The properties of the ontology mainly define the relations among landslides, the environment, and machine learning methods, such as describing which environmental factors are causative factors for landslides and which causative factors are used as features of the dataset. The Landslide Prediction Ontology also defines the relations between events and actions in the landslide prediction process. For example, when the environmental similarity between areas is calculated, the result triggers the action of model selection. The relation of this “trigger” is described as a property.
The main rule of the ontology includes basic ontology constraints for class and property. Meanwhile, based on the classes and properties of the Landslide Prediction Ontology, we use the production representation to define a series of rules to describe the process of remote sensing data-driven landslide prediction. This includes the calculation method of environmental similarity, the process of model selection, and the process of landslide prediction.

2.2.2. Data Layer

The data layer consists of subject–predicate–object (SPO) triples, where subjects and objects represent entities in the knowledge graph, and predicates denote the edges connecting them.
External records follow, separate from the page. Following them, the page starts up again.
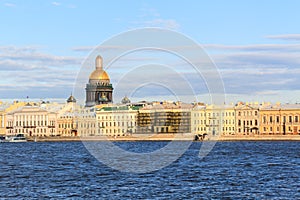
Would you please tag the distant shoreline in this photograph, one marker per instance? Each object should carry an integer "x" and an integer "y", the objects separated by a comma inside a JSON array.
[{"x": 167, "y": 137}]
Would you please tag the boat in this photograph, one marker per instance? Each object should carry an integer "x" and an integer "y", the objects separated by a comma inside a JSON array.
[
  {"x": 17, "y": 138},
  {"x": 2, "y": 139}
]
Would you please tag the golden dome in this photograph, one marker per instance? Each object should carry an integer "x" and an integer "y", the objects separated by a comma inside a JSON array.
[{"x": 99, "y": 75}]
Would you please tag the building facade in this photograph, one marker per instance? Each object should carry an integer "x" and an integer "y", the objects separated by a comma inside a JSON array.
[
  {"x": 32, "y": 121},
  {"x": 165, "y": 117},
  {"x": 247, "y": 118},
  {"x": 280, "y": 119},
  {"x": 117, "y": 120}
]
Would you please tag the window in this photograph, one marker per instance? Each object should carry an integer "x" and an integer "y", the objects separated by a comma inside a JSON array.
[{"x": 290, "y": 119}]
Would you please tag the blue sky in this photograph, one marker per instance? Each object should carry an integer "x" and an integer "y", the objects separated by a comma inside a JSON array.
[{"x": 255, "y": 44}]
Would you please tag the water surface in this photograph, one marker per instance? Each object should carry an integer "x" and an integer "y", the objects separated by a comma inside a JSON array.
[{"x": 59, "y": 170}]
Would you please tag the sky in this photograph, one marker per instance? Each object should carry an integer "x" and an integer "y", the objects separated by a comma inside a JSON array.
[{"x": 255, "y": 46}]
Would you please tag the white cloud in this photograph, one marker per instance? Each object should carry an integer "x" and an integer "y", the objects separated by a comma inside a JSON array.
[
  {"x": 55, "y": 3},
  {"x": 285, "y": 37},
  {"x": 9, "y": 4},
  {"x": 254, "y": 47},
  {"x": 162, "y": 23}
]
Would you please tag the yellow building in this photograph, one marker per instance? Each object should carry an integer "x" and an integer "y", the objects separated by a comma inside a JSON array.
[
  {"x": 4, "y": 109},
  {"x": 247, "y": 118},
  {"x": 214, "y": 120},
  {"x": 31, "y": 120},
  {"x": 198, "y": 119},
  {"x": 165, "y": 117},
  {"x": 67, "y": 118},
  {"x": 228, "y": 117},
  {"x": 86, "y": 123},
  {"x": 280, "y": 119},
  {"x": 117, "y": 120},
  {"x": 2, "y": 122}
]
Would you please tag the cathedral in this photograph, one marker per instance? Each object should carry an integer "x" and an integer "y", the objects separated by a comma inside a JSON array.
[{"x": 99, "y": 89}]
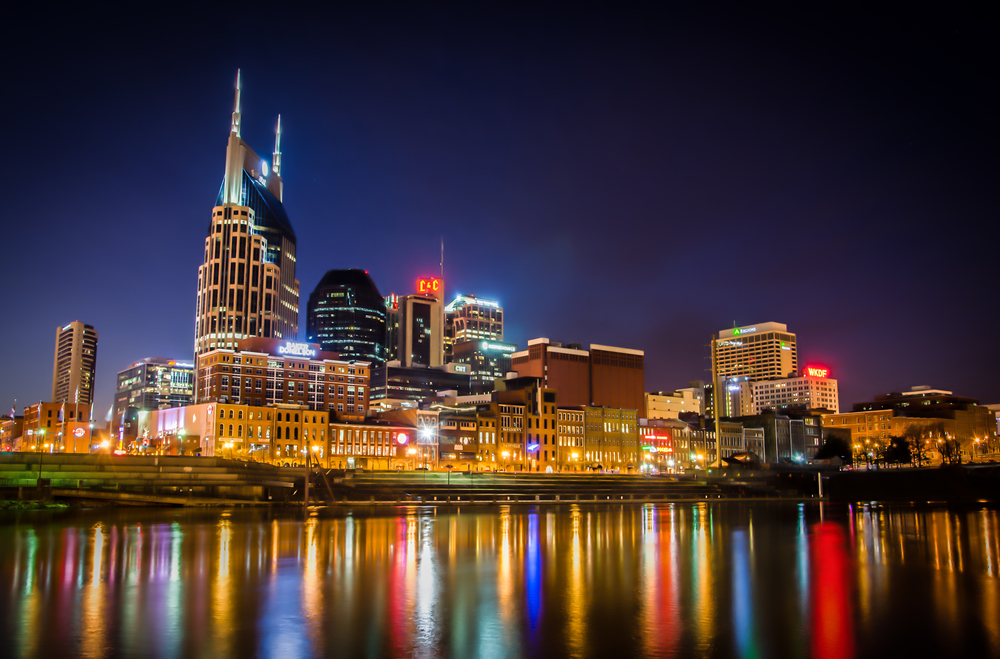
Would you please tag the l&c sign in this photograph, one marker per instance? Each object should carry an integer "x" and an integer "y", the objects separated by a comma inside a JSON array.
[{"x": 429, "y": 285}]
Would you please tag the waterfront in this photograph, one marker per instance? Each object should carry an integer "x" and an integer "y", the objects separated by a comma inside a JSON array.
[{"x": 723, "y": 579}]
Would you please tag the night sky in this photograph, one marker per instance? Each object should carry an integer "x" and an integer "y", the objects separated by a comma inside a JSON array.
[{"x": 614, "y": 175}]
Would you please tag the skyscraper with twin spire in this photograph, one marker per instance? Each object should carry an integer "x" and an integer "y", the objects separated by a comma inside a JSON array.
[{"x": 247, "y": 285}]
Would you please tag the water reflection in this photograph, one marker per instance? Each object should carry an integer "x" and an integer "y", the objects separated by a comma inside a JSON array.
[{"x": 735, "y": 580}]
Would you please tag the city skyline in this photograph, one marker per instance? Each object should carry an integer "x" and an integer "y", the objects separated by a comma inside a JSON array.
[{"x": 379, "y": 185}]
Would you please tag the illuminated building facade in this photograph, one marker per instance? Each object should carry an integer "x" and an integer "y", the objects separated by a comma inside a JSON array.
[
  {"x": 247, "y": 285},
  {"x": 74, "y": 364},
  {"x": 814, "y": 389},
  {"x": 151, "y": 384},
  {"x": 391, "y": 327},
  {"x": 601, "y": 376},
  {"x": 468, "y": 318},
  {"x": 262, "y": 372},
  {"x": 487, "y": 361},
  {"x": 538, "y": 425},
  {"x": 11, "y": 429},
  {"x": 421, "y": 325},
  {"x": 394, "y": 384},
  {"x": 752, "y": 353},
  {"x": 57, "y": 428},
  {"x": 932, "y": 411},
  {"x": 346, "y": 314},
  {"x": 611, "y": 438},
  {"x": 373, "y": 444},
  {"x": 279, "y": 434},
  {"x": 671, "y": 404},
  {"x": 571, "y": 439}
]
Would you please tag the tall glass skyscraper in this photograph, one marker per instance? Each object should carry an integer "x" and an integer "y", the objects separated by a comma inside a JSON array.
[
  {"x": 247, "y": 285},
  {"x": 347, "y": 315}
]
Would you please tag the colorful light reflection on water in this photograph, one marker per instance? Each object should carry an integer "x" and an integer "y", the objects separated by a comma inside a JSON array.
[{"x": 726, "y": 579}]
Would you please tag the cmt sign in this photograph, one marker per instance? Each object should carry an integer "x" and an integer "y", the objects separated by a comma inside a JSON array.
[
  {"x": 430, "y": 285},
  {"x": 296, "y": 349}
]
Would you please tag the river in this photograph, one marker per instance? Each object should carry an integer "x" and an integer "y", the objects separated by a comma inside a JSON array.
[{"x": 723, "y": 579}]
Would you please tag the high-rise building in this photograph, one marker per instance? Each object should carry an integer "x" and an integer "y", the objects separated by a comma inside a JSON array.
[
  {"x": 601, "y": 376},
  {"x": 468, "y": 318},
  {"x": 393, "y": 384},
  {"x": 421, "y": 325},
  {"x": 247, "y": 285},
  {"x": 752, "y": 353},
  {"x": 154, "y": 383},
  {"x": 74, "y": 364},
  {"x": 391, "y": 327},
  {"x": 347, "y": 315}
]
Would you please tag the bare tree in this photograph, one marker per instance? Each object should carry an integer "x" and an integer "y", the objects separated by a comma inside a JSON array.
[{"x": 914, "y": 436}]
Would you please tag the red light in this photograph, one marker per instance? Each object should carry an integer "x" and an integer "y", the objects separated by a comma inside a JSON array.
[{"x": 429, "y": 285}]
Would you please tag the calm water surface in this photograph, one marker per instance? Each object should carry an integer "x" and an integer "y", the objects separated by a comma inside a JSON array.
[{"x": 726, "y": 579}]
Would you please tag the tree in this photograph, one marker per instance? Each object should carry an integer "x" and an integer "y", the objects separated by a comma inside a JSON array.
[
  {"x": 898, "y": 451},
  {"x": 836, "y": 447}
]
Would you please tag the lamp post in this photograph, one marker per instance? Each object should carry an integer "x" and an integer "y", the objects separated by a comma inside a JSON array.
[{"x": 39, "y": 438}]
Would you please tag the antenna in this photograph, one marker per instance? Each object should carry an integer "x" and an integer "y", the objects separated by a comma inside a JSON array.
[{"x": 236, "y": 107}]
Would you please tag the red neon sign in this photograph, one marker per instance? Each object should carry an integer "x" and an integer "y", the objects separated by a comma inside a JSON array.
[{"x": 429, "y": 285}]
The raw data include three types of independent data: environmental data, area-based dataset, and candidate model.
  • Environmental Data: Environmental data record the causative factors of landslides in the area, with each type of environmental data corresponding to a specific causative factor. We extract both the environmental data and the environmental features in the area to generate SPO triples, which are used as the basis for analyzing environmental similarities between areas.
  • Area-based Dataset: Area-based dataset refers to the dataset used for model training in specific areas. During the knowledge extraction process, we extract instances of dataset features to generate SPO triples. The features of the dataset include the number of samples, the sample area, and the statistical parameters of the causative factors contained in the samples.
  • Candidate Model: Candidate model is the model trained based on the area-based dataset. We extract instances of model features to generate SPO triples, which include the name of the model, the address of the parameters, and the name of the samples used for model training.
After generating SPO triples in the data layer, the schema layer relates and organizes these triples to form knowledge that is useful in landslide prediction.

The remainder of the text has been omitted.